Took a brief weekend trip to the Jogjakarta and nearby Borobudur. This area is on the south east of the island of Java.
Remember when you were growing up and the Scooby Doo cartoons and others had the main characters wandering through the forest and they’d come upon a lost temple? This has to be where that theme entered our collective conscience, for the place is littered with beautiful piles of rock that back in the early 19th century, people were tripping over.
This area was a hot bed for Hinduism and Buddhism and there was competition for followers. The competition, though was healthy. Instead of forcing others to comply, they had what seems to be a temple building contest. About 1200 years ago both branches started and built temples. The Buddhists build Borobudur, the Hindus, Prabanam temple.
Both are wildly ornate and grandiose displays of stone laying and stone carving. Borobudur rises 10 stories from the top of a hill. A full ten levels, with hundreds of friezes depicting the life and times of their man, Siddhartha. At the base of the temple are a bunch of friezes about human condition. They built that part and decorated it, then they buried it. There are hundreds of Buddha statues and dozens of bell-shaped stupas. 2,000,000 hand cut stones. It must have been amazing to see. The detail of the panels. The consistency of each buddha. The walkway is an intricate random tetris-like pattern designed to be as difficult as possible to lay out.
Back before there were frequent flier miles and economy class seating, pilgrims came from China and India to walk and meditate around these temples, stopping at a few other temples along the way.
Prabanam temple, too, is a massive complex of temples large and small. Each temple housing a
Hindu god or goddess. What is lacks in imposing height and a hill it makes up for in sheer size. 12 hectares of temples, most of which have not been excavated.

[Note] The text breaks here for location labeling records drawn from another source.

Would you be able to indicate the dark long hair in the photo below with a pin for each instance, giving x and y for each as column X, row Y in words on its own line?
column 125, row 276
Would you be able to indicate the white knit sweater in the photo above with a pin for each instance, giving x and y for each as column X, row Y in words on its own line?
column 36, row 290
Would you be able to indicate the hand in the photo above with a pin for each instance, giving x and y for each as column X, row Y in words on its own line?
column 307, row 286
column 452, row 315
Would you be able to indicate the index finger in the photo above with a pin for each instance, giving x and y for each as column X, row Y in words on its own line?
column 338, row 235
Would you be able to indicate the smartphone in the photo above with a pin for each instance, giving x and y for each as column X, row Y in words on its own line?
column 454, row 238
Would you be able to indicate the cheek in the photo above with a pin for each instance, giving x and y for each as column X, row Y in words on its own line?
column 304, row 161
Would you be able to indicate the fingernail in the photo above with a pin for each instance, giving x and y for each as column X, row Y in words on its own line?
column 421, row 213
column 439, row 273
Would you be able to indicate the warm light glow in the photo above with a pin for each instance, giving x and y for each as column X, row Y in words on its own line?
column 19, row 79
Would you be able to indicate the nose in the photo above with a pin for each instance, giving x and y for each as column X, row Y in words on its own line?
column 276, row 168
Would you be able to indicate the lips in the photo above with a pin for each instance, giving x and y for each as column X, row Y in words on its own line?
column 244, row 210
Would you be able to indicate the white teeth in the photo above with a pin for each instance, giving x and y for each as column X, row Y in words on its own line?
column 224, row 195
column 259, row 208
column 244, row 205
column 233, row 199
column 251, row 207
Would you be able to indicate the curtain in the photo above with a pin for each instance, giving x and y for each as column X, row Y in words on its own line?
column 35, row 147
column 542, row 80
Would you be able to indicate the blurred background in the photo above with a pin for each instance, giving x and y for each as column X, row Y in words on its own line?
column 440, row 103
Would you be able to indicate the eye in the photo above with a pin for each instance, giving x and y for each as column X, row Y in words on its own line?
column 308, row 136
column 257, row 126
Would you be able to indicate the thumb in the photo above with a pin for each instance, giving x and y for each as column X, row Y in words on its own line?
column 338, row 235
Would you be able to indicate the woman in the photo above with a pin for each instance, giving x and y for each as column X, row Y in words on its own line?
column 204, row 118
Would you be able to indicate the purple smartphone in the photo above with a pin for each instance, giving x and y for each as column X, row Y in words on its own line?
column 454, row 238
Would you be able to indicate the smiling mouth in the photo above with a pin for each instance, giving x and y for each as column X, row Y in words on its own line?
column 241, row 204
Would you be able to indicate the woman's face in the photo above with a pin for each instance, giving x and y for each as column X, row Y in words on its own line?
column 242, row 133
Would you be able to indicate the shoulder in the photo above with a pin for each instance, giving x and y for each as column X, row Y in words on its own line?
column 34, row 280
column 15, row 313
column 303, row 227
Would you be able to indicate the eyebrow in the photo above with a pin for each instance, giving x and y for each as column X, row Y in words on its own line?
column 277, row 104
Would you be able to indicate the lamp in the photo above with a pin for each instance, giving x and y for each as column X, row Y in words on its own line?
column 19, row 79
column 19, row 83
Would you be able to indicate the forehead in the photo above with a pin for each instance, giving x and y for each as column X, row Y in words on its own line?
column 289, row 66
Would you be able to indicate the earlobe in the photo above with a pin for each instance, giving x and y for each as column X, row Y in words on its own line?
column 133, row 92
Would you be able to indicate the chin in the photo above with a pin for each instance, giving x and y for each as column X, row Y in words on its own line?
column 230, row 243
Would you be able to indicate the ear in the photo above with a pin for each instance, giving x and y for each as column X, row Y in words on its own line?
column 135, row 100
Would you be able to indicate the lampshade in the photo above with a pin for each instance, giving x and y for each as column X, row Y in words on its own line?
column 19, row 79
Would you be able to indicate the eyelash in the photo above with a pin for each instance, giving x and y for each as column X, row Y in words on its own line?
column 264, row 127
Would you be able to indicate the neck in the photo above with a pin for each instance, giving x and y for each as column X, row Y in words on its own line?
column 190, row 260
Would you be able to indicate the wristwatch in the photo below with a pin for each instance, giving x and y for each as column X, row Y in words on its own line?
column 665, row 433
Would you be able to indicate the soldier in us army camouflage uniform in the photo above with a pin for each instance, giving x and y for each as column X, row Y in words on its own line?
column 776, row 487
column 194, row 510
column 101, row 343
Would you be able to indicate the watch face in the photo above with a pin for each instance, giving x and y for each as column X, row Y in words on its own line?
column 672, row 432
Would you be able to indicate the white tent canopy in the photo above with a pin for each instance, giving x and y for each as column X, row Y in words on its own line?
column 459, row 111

For many years, these temples were under construction, then for 150 years or so, they kept them operating. Pilgrims came, pilgrims went. Then there was a volcanic eruption and then the Muslims came in and forced out the other relgions and so the temples fell into a state of disrepair and were swallowed up by the jungle.

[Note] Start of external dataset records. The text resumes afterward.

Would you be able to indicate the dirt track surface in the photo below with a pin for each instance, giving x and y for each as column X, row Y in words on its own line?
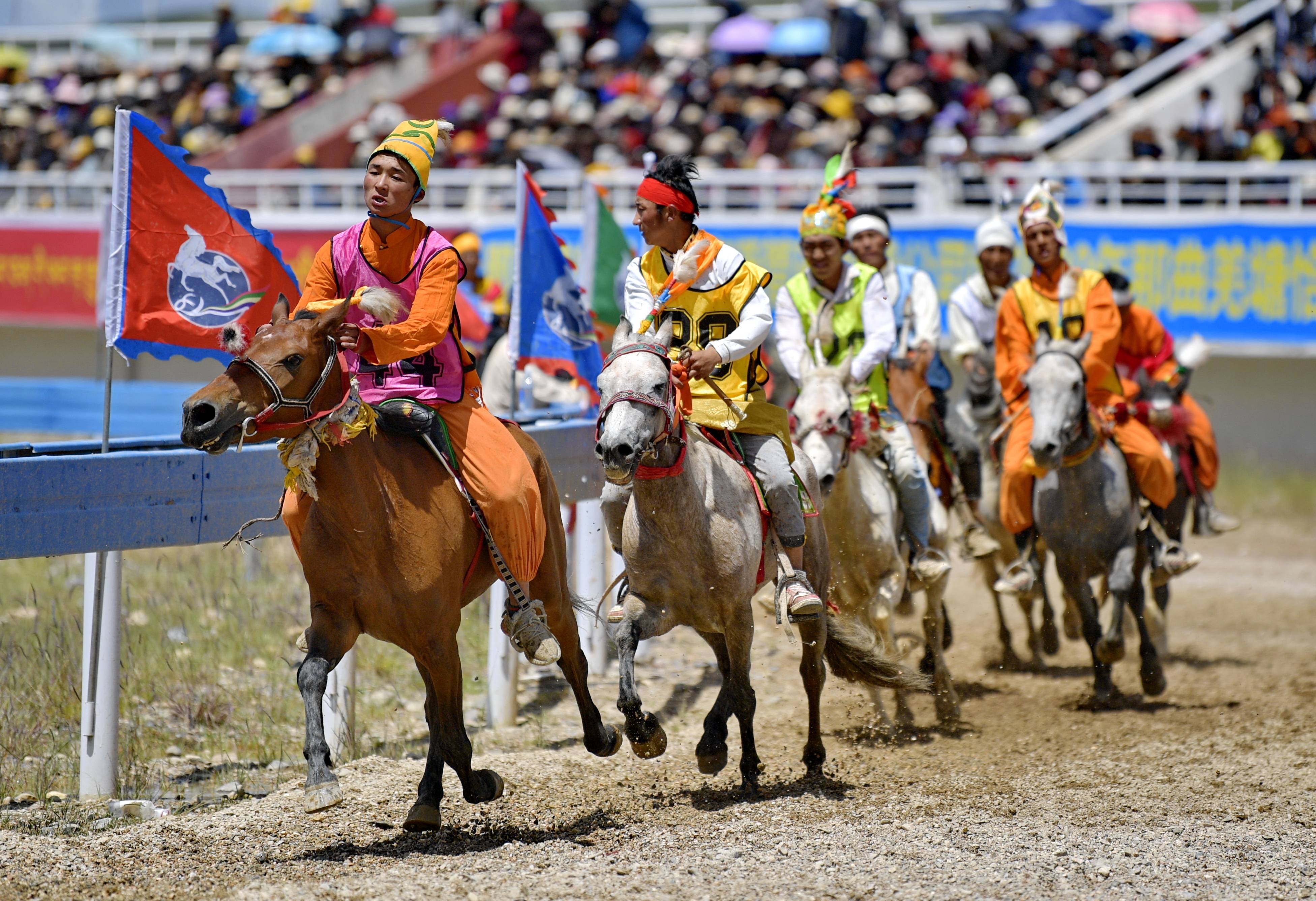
column 1208, row 791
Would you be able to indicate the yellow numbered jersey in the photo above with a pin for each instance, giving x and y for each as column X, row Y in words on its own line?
column 700, row 318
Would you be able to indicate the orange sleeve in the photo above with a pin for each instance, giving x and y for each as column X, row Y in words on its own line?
column 1014, row 348
column 320, row 283
column 1102, row 319
column 431, row 315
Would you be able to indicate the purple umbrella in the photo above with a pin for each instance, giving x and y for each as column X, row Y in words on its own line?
column 741, row 35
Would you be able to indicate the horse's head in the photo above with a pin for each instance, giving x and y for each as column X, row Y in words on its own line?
column 907, row 383
column 823, row 417
column 1057, row 391
column 295, row 354
column 637, row 402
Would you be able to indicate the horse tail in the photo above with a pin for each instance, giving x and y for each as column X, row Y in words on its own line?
column 853, row 654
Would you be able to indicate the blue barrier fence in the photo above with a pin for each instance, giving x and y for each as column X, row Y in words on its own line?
column 57, row 500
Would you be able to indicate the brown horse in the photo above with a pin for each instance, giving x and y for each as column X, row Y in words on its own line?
column 386, row 551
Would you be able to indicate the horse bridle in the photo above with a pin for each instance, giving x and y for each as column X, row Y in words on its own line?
column 253, row 425
column 671, row 416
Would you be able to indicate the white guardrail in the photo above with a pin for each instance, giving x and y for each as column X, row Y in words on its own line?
column 1256, row 187
column 172, row 42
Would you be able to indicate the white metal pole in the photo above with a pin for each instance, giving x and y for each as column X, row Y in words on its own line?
column 99, row 746
column 590, row 580
column 502, row 671
column 340, row 705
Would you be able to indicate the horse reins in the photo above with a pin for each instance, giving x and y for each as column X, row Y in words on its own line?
column 673, row 420
column 257, row 424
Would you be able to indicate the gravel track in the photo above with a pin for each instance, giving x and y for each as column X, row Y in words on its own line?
column 1208, row 791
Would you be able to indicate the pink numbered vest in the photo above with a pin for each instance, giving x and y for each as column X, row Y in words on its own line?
column 433, row 377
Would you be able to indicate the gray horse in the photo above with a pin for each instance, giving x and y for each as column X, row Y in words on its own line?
column 984, row 412
column 693, row 541
column 1086, row 510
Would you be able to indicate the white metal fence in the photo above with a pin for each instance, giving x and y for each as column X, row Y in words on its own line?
column 491, row 192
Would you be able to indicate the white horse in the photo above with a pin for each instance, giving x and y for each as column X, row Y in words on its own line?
column 864, row 524
column 693, row 540
column 982, row 410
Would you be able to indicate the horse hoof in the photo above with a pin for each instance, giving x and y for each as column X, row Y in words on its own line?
column 655, row 745
column 422, row 819
column 1153, row 679
column 1110, row 652
column 1051, row 638
column 495, row 780
column 713, row 763
column 322, row 798
column 614, row 745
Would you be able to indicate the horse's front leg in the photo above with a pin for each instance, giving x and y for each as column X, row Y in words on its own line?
column 328, row 640
column 647, row 737
column 814, row 672
column 1111, row 648
column 935, row 632
column 740, row 637
column 1127, row 584
column 1081, row 592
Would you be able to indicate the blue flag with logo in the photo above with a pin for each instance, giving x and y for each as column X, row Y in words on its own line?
column 550, row 324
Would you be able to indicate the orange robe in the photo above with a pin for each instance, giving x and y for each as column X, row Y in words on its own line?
column 497, row 471
column 1152, row 469
column 1144, row 340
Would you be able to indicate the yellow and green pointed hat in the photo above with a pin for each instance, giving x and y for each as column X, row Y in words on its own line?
column 416, row 141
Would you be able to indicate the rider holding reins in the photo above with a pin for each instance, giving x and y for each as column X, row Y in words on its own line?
column 1145, row 347
column 723, row 319
column 843, row 308
column 420, row 357
column 1068, row 303
column 918, row 318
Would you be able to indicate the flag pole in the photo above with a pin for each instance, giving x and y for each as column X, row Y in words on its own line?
column 514, row 327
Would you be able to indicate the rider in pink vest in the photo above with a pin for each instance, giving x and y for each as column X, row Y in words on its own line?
column 420, row 356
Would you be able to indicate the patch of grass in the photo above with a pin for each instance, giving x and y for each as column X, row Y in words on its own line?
column 1251, row 490
column 208, row 663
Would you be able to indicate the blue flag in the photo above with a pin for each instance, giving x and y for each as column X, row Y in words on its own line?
column 550, row 324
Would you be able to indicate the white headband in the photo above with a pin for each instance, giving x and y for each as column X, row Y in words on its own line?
column 861, row 224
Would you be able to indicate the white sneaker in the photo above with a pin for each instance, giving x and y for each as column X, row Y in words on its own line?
column 528, row 631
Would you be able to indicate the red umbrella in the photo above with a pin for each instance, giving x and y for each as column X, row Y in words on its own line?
column 1165, row 19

The British and the Dutch came by in the early 1800’s and like those Scooby Doo kids, “discovered” these temples lying under ash and trees and vines. Rather funny that word, “discovered.” The locals knew full well there was something there. They were using the stones as foundations for their houses. At any rate, discovered they were, and the process of restorations began and continue to this day. This despite further volcanos and other religions trying to blow up the temples and the difficulties with corruption that siphon off the money for restoration.
Today, they are UNESCO world heritage sites, which means that millions of tourists bus in to see them and thousands of hawkers try and sell them little replicas and t-shirts and glassware etc. All the sites have a gauntlet at the exit many times worse than any museum gift shop. Any interest shown toward some shiny bauble is seen as a sign of weakness and the haggling begins with the vendor following you ¼ mile back to your hotel. How many times can I say no? How many t-shirts are you going to give me for $8.00?
We got there before dawn trying to see the sunrise. But, the clouds and mist kept it hidden. But, we were fortunate enough to miss the crowds and most of the hawkers, so it was worth the extra admit fee.
And sitting there in the dawn had me wondering how the world would turn out if if we didn’t proselytize, didn’t convert, didn’t kill in the name of our god. Wondering what would happen if we channeled our resources toward a massive design and build contest To each religion’s glory as they saw fit.